Rugby began to regain popularity in the Sixties, embraced by college students because it was less commercial and rule-bound than more established sports. Today rugby is played in more than 100 countries, from China to Czechoslovakia. Although there is still no professional league in the United States, there are more than 1300 clubs. The Eagles – an all-star amateur men’s team – will represent this country at the second World Cup, scheduled for October in Europe.

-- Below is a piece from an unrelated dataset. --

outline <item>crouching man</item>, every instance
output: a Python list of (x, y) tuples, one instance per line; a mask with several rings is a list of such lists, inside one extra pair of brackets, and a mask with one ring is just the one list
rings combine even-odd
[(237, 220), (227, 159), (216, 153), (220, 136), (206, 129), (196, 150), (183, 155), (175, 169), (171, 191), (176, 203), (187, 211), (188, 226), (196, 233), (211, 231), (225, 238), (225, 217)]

“Everyone hears rugby and thinks, ‘All you guys do is run around and bash each other,’ but it’s a lot more organized than that,” says Snowise, a senior from South Africa, who plays flyhalf. Indeed, rugby is a blend of soccer and football, which it fathered. Fifteen players constitute an amateur team (called rugby union). The game is played with a white ball, shaped like a bloated football, for two 40-minute halves with only one 5-minute half-time break. Passing must be lateral or backward; unlike football, when the ball hits the ground it is not out of play – both teams fight for possession. Perhaps the most familiar feature of rugby, aside from the ever-popular rugby shirt, is the scrum, wherein eight players from each team lock together in what looks like football’s huddle and try to push themselves over the ball, placed by an official beneath them. A rugby touchdown, worth four points, is called a try. A conversion, similar to football’s, is worth two points. A three-point goal kicked from the field can be attempted as a result of a major penalty. The score of the winning team in a rugby game is usually less than twenty points.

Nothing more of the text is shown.